I'll admit that some of the material is both fun and funny, most notably that concerning Jon Lovitz ("Small Time Crooks," "The Wedding Singer") as a harried family man who's had enough of the wife and kids. Granted, the actor's playing the same sort of character he often does with the same sort of smarmy responses and reactions. Yet, it's still amusing and often hilarious, such as the whole bit about a unique "Barbie" museum, and his character later being mistaken for Hitler (even if that's borrowed from TV's "Seinfeld").
While other funny bits are scattered throughout the production, the majority of them fall into the could have/should have variety. By that I mean that one can easily see the potential in most any given scene concerning what the filmmakers are attempting to do - be it Whoopi Goldberg ("Kingdom Come," "Ghost") and Lanai Chapman ("White Men Can't Jump," "The Importance of Being Earnest") stealing a ride in a rocket car or Cuba Gooding Jr. ("Pearl Harbor," "Men of Honor") being stuck on a bus with a bunch of Lucy impersonators who occasionally let out a collective "waaah" cry in unison.

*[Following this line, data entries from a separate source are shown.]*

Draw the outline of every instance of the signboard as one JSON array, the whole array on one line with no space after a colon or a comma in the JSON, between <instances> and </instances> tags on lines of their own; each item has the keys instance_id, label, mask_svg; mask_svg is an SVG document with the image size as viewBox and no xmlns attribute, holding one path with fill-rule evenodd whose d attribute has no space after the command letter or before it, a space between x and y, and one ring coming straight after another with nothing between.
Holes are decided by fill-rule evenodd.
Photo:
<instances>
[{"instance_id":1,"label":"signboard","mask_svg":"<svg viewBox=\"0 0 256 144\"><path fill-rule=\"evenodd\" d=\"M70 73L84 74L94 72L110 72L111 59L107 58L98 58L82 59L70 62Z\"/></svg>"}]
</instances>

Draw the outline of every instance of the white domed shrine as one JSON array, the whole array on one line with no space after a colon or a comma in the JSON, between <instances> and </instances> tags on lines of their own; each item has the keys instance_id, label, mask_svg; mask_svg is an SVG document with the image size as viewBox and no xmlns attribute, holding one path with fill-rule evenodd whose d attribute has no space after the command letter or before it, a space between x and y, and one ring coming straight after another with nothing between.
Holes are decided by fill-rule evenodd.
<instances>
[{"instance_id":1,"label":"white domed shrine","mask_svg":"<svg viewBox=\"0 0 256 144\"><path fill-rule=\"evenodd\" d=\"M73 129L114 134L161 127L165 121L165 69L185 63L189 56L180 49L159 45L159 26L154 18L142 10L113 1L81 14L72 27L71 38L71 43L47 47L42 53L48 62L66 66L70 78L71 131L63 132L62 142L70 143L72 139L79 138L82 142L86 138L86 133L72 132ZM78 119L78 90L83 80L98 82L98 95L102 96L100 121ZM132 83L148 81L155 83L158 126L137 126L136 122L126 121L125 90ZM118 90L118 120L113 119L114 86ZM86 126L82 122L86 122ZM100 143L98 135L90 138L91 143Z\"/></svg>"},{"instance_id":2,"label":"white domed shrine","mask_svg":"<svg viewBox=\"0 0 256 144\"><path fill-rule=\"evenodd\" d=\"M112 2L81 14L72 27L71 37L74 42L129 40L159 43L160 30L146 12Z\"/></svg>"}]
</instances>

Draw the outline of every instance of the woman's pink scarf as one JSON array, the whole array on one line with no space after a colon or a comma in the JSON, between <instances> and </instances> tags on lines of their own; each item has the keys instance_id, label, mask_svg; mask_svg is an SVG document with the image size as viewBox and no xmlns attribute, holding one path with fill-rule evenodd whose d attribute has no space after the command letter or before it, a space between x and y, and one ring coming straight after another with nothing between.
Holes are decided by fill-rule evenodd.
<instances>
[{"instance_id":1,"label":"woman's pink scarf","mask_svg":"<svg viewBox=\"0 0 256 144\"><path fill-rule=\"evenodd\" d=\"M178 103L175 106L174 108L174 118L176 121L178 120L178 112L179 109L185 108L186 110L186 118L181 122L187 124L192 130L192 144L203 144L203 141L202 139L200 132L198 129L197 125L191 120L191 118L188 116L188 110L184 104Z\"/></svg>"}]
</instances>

Unfortunately, though, most such moments are funnier in concept than final execution, giving the film a succession of "near hit" (or "near miss" depending on how you look at it) moments. In addition, the filmmakers don't give the characters enough chances to be proactive in their quest to reach the money.

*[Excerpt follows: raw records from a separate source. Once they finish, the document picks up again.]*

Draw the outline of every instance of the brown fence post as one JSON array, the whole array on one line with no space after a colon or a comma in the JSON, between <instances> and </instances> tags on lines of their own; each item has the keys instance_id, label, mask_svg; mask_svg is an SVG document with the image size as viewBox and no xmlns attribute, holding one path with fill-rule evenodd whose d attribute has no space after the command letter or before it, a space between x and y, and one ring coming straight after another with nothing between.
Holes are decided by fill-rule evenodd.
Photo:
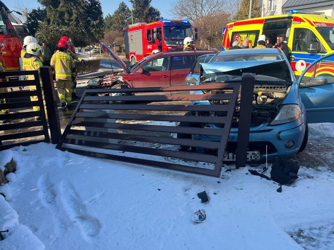
<instances>
[{"instance_id":1,"label":"brown fence post","mask_svg":"<svg viewBox=\"0 0 334 250\"><path fill-rule=\"evenodd\" d=\"M237 169L244 167L247 161L247 149L249 140L249 128L255 81L255 74L242 73L240 117L238 126L238 142L235 159L235 167Z\"/></svg>"},{"instance_id":2,"label":"brown fence post","mask_svg":"<svg viewBox=\"0 0 334 250\"><path fill-rule=\"evenodd\" d=\"M51 68L50 67L41 67L40 70L49 120L51 143L56 144L60 139L61 132Z\"/></svg>"}]
</instances>

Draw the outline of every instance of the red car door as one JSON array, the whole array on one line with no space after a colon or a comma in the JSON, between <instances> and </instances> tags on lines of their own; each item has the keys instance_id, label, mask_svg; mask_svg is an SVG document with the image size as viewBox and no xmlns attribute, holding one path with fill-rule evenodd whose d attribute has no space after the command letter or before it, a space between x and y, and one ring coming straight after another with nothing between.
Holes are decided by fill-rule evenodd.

While some of that's present, a great deal of happenstance also exists, where characters come across solutions or efforts rather than actively generating or causing them in clever or imaginative ways. For a film like this, there's also a surprising lack of characters directly trying to undermine the efforts of the others, all of which leaves a vast goldmine of comedic potential mostly unexplored and untapped.
Even so, the film obviously isn't meant to be taken seriously, on any level, and thus can be forgiven for not being or attempting to be a sophisticated comedy. Those who like "reality" based TV contest shows will probably enjoy what's offered, and the film does skim by as an amusing enough little diversion that features a few big laughs thankfully breaking through every so often.
While no one's going to win any Academy Awards with their performances - not that that was even remotely the intention, particularly considering the zany and exaggerated overacting - most of the performers' takes on their characters are entertaining enough to keep things moving along at a decent enough clip.
Among them, John Cleese ("The World Is Not Enough," "A Fish Called Wanda") is fairly amusing as the casino operator sporting an enormous set of false teeth and some funny lines about the contestants; Dave Thomas ("Strange Brew," "Coneheads") is the same as his often put upon, humorless lawyer; Wayne Knight ("Jurassic Park," TV's "Seinfeld") does his normal shtick; and Kathy Bates ("Fried Green Tomatoes," "Misery"), Dean Cain ("The Broken Hearts Club," "Best Men") and Paul Rodriguez ("Tortilla Soup," "Made In America") all show up in various bit parts, some funny and some not terribly so.
If you're looking for some lightweight, diversionary entertainment and don't mind a comedy that misses some golden opportunities and isn't quite executed to perfection, then this might just be the right picture for you. Often amusing but only occasionally hilarious, "Rat Race" rates as a 6 out of 10.